En este 2016, Matteo Renzi, primer ministro renunciante, y el tercero en secuencia que Italia ve dimitir, desde 2013, impulsó múltiples reformas estructurales enfocadas especialmente en leyes laborales, administración pública, fiscalidad, así como leyes para relanzar el consumo gracias a una baja de los impuestos. En 2015 se produjeron numerosos cambios, mediante el cual Renzi introdujo una ley laboral, que creó contratos de plazo indefinido para los trabajadores contratados por primera vez, aligerando al mismo tiempo las restricciones para despidos.
Con la reforma laboral se incorporó la flexibilidad a un mercado laboral rígido, por igual, se auspició un incremento del gasto público y se implementó una reforma fiscal centrada en los hogares de escasos recursos. Todo esto contribuyó a reforzar la confianza de los consumidores, en tanto, que la inflación disminuyó con fuerza y un plan de pagos morosos por el gobierno de Renzi redujo los pagos pendientes, un problema común que aquejaba al sector público.
Para recuperar la situación de la economía italiana, el gobierno había impulsado, durante casi un año, fuertes negociaciones con la Comisión Europea y se concluyó un acuerdo para ayudar a los bancos italianos en dificultades a vender sus préstamos morosos, lo que le permite al gobierno entregar garantías parciales para apoyar las ventas de sus carteras de préstamos dudosos como bonos a inversionistas privados. A pesar de llevar a cabo esos esfuerzos, la confianza en los negocios y el gobierno continuó siendo frágil, el cual ha quedado demostrado, cuando en este diciembre de 2016 cuando una mayoría libérrima en un 59% votó “no” a la reforma constitucional en un referéndum, lo que provocó la renuncia de primer ministro, Renzi.

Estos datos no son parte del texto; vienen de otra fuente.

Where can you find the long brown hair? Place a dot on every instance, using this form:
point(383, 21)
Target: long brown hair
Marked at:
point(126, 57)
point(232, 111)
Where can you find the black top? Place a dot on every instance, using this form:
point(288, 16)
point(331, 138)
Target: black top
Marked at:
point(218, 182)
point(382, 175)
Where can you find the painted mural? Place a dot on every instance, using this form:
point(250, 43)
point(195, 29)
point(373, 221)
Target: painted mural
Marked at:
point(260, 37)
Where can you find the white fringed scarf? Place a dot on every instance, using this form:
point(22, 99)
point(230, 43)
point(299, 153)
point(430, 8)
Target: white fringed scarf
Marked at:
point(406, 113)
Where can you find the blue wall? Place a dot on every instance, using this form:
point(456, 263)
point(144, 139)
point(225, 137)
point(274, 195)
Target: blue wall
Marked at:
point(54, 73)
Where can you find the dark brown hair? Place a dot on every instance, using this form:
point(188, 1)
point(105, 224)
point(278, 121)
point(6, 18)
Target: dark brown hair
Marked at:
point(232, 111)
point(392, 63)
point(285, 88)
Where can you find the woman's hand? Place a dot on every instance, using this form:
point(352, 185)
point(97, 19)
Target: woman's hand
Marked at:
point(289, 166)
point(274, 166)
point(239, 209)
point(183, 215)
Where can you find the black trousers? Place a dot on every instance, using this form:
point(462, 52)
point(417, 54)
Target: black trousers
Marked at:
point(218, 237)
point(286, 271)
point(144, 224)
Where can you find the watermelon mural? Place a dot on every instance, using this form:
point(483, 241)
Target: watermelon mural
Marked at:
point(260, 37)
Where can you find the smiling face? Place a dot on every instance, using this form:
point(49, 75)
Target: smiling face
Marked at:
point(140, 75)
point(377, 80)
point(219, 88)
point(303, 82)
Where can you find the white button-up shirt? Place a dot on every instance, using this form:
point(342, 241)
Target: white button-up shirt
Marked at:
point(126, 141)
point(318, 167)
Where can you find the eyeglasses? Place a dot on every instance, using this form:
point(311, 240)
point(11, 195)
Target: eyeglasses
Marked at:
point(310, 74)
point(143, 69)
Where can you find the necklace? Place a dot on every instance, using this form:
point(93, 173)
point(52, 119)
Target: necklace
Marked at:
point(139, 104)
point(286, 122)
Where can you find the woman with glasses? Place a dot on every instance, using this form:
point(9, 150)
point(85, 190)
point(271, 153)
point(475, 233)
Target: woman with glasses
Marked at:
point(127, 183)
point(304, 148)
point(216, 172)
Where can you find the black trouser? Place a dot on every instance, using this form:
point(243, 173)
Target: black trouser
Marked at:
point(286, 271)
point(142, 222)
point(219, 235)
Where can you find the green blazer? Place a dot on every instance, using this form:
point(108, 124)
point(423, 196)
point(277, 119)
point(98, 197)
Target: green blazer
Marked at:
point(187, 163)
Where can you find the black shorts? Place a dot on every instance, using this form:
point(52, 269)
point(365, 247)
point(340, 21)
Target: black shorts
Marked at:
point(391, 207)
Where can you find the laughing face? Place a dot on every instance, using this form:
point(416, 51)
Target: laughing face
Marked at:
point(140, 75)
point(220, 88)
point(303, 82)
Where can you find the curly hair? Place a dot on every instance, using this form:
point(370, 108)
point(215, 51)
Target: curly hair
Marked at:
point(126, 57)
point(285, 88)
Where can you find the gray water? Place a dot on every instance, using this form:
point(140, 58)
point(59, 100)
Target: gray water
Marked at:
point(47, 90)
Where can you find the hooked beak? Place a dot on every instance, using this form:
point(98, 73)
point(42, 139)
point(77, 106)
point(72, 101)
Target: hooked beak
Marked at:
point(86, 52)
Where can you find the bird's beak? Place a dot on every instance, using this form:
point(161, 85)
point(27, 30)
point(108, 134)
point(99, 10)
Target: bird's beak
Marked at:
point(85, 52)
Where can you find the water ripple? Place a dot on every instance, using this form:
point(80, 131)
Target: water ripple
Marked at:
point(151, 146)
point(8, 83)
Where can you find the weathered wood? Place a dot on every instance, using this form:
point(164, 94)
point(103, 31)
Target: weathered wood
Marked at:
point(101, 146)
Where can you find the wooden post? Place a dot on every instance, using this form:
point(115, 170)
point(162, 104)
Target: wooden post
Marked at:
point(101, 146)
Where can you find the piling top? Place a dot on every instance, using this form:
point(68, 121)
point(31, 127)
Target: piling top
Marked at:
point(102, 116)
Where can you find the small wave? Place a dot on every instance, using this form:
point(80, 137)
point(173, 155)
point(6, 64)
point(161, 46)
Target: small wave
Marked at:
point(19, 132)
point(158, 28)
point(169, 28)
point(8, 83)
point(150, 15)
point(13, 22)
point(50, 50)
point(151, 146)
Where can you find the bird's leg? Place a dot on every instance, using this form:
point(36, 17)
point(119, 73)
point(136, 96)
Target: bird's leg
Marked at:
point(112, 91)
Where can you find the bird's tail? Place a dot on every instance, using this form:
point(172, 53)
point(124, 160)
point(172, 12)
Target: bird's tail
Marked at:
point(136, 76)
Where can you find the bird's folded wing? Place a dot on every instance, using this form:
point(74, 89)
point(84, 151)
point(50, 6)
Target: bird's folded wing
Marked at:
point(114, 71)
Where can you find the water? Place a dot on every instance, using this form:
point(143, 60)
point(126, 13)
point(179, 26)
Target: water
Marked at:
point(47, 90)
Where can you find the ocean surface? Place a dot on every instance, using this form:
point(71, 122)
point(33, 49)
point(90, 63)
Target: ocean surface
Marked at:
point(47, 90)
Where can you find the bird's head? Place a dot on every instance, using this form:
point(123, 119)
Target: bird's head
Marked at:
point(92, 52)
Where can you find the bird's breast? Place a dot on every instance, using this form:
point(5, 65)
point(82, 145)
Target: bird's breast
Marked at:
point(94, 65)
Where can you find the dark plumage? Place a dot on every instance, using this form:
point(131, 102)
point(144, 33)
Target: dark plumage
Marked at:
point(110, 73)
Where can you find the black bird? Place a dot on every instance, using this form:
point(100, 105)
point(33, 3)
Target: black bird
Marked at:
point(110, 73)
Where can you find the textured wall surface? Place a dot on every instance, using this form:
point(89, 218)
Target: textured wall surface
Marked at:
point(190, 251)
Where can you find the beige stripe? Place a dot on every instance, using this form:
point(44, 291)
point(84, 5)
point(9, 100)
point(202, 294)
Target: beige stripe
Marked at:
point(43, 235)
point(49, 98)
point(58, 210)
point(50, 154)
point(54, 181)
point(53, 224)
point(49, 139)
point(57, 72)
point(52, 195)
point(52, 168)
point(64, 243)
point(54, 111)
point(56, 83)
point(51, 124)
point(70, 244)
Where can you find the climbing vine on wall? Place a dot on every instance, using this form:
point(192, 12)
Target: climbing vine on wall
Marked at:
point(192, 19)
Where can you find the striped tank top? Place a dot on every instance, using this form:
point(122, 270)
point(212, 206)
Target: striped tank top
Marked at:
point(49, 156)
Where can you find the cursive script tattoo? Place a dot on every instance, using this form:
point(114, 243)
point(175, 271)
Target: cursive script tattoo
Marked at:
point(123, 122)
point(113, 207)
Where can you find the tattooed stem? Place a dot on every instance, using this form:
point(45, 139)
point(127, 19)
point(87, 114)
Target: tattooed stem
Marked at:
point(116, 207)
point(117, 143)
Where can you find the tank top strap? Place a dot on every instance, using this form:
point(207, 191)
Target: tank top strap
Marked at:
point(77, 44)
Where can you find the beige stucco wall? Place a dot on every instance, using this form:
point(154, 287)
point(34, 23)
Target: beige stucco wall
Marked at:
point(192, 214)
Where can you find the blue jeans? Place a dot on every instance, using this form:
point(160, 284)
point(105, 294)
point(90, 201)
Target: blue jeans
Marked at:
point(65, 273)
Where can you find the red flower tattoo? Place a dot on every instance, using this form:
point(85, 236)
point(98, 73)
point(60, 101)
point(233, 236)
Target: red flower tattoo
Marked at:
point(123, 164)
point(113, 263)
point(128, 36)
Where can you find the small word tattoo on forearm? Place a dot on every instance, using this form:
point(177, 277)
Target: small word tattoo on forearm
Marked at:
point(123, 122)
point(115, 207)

La crisis económica italiana combinada con el rechazo a las pretensiones de reformar la constitución ha generado una incertidumbre política que ha producido una confianza muy baja por parte de los inversionistas, en detrimento de los bancos y empresas, y un freno a la reforma que ha creado un ambiente de ingobernabilidad en Italia, lo que ha situado a esta economía en unos de sus peores momentos, impactando de manera negativa en la zona Euro por ser esta una de las economías más importante.
La situación de la economía ha sido de tal magnitud que el índice de desempleo, que aumentó a partir de la crisis financiera mundial, se sitúa en 11,5%. Los más afectados son los jóvenes, con una tasa cercana al 40% y las desigualdades regionales son grandes entre el norte y las zonas rurales y pobres del sur, mientras el crimen organizado sigue siendo un problema mayúsculo, lo que hace que la situación política y económica de Italia en la actualidad sean muy compleja.